Answer
$$\frac{\partial f(x,y)}{\partial x}=\frac{1}{\sqrt{2x+y^3}}$$
$$\frac{\partial f(x,y)}{\partial y}=\frac{3y^2}{2\sqrt{2x+y^3}}$$
Work Step by Step
We will use chain rule to find both partial derivatives.

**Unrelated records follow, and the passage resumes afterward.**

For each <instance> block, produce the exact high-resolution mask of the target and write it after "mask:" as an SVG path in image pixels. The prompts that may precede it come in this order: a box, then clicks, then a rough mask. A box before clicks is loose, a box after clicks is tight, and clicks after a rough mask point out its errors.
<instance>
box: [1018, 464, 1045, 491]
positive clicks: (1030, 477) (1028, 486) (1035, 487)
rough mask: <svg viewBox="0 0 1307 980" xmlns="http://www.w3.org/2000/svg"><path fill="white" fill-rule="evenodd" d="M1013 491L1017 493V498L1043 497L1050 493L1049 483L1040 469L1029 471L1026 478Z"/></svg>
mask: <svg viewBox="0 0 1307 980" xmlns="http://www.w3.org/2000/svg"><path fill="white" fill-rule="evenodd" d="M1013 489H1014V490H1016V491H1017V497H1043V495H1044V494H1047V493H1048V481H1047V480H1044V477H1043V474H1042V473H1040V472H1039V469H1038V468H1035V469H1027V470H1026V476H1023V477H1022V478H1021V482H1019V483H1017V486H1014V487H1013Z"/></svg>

The partial derivative with respect to $x$ is:
$$\frac{\partial f(x,y)}{\partial x}=\frac{\partial }{\partial x}(\sqrt{2x+y^3})=\frac{1}{2\sqrt{2x+y^3}}\frac{\partial }{\partial x}(2x+y^3)=\frac{1}{2\sqrt{2x+y^3}}\cdot2=\frac{1}{\sqrt{2x+y^3}}$$
because $y$ is treated as a constant.
The partial derivative with respect to $y$ is:
$$\frac{\partial f(x,y)}{\partial y}=\frac{\partial }{\partial y}(\sqrt{2x+y^3})=\frac{1}{2\sqrt{2x+y^3}}\frac{\partial }{\partial y}(2x+y^3)=\frac{1}{2\sqrt{2x+y^3}}\cdot3y^2=\frac{3y^2}{2\sqrt{2x+y^3}}$$
because now $x$ is treated as a constant.